“Ik zie dat mijn coachee ook veel normaal pubergedrag heeft, en dat niet alles per se aan zijn autisme ligt.”
1. Mensen met autisme begrijpen de sociale regels vaak niet. Dus kijk niet vreemd op als de jongere je bijvoorbeeld bij het eerste contact geen hand geeft. Iemand met autisme wil niet onbeleefd zijn als hij of zij je niet aankijkt.
2. Als de puber bijvoorbeeld verbaasd of boos kijkt, verwacht dan geen daarop afgestemde reacties.
3. Ga ervan uit dat je puber het meest deskundig is over zichzelf. En niet jij als coach. Wacht met het geven van je eigen mening en geef hem de tijd zijn verhaal te doen, zonder dat je steeds inbreekt.
4. Pubers voelen haarfijn aan wanneer je iets anders zegt dan je bedoelt. Voor veel pubers met autisme geldt dat nog sterker. De coachee kan dan bijvoorbeeld stug reageren, of helemaal niet.
5. Stel neutrale vragen: voorkom dat je het voor de puber invult. Als je gaat zeggen wat hij voelt, en denkt (en mankeert), is de kans groot dat hij zich voor je afsluit. Soms krijg je dingen te horen die je niet zo leuk vindt. Natuurlijk is het onmogelijk om blanco te blijven bij alles wat je hoort. Zeker als het om gevoelige onderwerpen gaat. Stel je bescheiden op. Gesprekken over pijnlijke onderwerp, bijvoorbeeld over buitengesloten worden, lopen vaak stroef omdat de puber zich afvraagt wat je van hem zult vinden als je het hele verhaal hebt gehoord. Hoe neutraler je reageert, hoe veiliger hij zich voelt. Kom niet direct met adviezen en oplossingen. Dat kan later altijd nog.
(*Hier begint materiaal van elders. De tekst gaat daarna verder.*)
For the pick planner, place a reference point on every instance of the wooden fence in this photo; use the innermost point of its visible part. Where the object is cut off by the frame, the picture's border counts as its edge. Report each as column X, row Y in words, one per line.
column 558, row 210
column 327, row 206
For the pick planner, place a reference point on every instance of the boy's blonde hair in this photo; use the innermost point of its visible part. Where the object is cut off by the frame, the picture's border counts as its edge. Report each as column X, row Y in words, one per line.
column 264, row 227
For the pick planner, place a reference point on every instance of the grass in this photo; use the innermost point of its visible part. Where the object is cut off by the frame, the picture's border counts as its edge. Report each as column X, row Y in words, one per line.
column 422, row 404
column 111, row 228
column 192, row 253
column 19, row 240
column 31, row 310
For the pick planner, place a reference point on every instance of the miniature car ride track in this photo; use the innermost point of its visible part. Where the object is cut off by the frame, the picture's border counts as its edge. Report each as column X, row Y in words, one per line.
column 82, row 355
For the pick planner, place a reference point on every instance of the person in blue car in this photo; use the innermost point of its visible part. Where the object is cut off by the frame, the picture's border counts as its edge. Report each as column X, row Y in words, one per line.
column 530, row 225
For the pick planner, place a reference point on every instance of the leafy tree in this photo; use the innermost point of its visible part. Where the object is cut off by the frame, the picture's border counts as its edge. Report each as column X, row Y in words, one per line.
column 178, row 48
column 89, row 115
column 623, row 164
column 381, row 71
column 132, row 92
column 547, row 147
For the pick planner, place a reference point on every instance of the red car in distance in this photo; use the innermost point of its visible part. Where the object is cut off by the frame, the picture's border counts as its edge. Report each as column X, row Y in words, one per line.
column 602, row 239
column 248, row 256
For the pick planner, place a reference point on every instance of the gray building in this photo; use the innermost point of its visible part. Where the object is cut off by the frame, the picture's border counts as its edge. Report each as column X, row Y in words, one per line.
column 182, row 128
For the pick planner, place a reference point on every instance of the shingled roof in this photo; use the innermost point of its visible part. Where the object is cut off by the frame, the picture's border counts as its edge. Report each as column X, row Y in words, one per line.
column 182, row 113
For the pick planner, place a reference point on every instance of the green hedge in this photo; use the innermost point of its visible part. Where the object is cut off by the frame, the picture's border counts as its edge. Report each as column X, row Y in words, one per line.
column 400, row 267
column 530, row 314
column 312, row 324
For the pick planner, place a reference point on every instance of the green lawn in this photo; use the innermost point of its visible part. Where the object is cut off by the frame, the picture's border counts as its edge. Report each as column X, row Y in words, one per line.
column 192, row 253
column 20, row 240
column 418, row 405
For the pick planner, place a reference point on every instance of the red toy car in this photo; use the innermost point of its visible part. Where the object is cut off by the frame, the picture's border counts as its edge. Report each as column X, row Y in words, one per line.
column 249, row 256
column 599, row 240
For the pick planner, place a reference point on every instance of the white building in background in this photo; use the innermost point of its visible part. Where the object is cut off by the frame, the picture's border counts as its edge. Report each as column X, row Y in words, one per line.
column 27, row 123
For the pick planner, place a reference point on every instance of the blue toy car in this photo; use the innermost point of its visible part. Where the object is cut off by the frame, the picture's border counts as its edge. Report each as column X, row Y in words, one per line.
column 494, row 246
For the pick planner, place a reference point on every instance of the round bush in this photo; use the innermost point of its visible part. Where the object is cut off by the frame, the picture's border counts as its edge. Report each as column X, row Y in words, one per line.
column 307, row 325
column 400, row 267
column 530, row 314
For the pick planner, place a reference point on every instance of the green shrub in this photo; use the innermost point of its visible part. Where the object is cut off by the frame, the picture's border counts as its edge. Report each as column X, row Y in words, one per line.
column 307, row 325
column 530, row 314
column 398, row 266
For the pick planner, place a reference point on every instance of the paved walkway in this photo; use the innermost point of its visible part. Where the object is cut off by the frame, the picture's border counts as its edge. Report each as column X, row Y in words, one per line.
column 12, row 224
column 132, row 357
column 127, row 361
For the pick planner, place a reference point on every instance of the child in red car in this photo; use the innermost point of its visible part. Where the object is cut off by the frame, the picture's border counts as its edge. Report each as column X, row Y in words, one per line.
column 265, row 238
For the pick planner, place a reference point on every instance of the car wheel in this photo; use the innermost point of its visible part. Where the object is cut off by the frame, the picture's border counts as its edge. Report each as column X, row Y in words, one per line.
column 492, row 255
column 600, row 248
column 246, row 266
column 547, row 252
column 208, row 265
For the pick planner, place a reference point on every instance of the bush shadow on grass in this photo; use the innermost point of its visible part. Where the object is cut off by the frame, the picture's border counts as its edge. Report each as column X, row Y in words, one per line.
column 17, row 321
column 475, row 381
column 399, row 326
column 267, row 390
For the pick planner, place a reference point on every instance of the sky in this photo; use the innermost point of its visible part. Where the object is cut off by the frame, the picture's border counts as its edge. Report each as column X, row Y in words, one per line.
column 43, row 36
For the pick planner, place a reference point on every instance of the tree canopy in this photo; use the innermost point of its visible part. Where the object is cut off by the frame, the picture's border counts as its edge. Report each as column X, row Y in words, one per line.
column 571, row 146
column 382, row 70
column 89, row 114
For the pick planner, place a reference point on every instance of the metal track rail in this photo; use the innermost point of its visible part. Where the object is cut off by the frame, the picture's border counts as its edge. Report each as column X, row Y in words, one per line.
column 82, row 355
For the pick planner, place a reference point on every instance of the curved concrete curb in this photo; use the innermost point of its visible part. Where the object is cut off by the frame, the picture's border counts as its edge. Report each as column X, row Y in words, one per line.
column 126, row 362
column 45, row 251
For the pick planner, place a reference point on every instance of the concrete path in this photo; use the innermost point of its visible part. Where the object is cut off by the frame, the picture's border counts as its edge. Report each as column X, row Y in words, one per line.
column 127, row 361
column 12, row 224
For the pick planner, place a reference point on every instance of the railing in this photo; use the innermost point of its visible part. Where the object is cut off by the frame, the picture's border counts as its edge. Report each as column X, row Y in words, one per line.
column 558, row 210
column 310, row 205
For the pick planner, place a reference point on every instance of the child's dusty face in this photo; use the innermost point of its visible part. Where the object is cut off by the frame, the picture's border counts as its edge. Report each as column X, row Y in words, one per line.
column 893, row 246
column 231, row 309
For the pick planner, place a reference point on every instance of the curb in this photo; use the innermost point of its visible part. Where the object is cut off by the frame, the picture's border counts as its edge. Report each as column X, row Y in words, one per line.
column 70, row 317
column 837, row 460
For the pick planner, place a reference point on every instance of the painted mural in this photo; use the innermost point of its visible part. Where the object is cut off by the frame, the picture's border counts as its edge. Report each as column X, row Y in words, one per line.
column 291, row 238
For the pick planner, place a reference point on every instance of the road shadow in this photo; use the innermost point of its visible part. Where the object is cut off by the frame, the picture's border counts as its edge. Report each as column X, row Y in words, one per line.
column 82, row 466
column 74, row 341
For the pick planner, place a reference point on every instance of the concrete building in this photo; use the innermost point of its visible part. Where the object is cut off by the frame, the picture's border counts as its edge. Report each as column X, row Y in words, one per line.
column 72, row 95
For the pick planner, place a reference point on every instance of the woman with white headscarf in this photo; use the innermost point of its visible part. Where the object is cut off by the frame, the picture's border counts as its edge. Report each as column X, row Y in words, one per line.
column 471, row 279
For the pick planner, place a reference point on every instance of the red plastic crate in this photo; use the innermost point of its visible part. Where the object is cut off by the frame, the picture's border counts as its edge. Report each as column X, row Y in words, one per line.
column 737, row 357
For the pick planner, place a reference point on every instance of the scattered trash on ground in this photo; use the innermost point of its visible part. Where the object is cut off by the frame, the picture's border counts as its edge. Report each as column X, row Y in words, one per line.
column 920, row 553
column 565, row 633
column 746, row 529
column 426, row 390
6. Een gesprek is geen verhoor: stel niet te veel vragen achter elkaar. Dat ervaren pubers vaak als een verhoor. Je kunt beter bevestigend hummen en hoe-vragen stellen. Een vraag als ‘hoe was dat voor jou?’ klinkt gekunsteld, maar kan wel verrassende antwoorden opleveren.
7. Veel pubers voelen meer contact als coaches hun gevoelens delen dan wanneer ze hun rationele argumenten geven.
8. Als je over een probleem wilt praten en aangeeft wat jij belangrijk vindt moet je daarna aandachtig luisteren naar je coachee. Je kunt hem vervolgens aanspreken op zijn vermogen om het probleem zelf op te lossen. ‘Wat ga jij hieraan doen? En wat zou je willen waarmee ik je zou kunnen helpen.
9. Uit je waardering: maar overmatig prijzen heeft geen enkel effect. Dat is ongeloofwaardig. Zeg liever heel concreet wat je ziet en wat je daar goed of bijzonder aan vindt. ‘Wat heb je dat goed gezegd.’ Of: ‘Wat lief dat je met je vriendin mee naar huis reed. Dat zal haar gesteund hebben.’ Dat maakt duidelijk dat je hem echt ziet en waardeert
10. Vergeet niet te lachen: communiceren met pubers gebeurt vaak serieus, op het randje van stress en strijd. Coaches en pubers mogen elkaar best plagen met minder gezellige gewoontes en eigenschappen. Pubers kunnen dat heel goed hebben, vooral jongens. Humor en een beetje provoceren halen de scherpe kantjes eraf.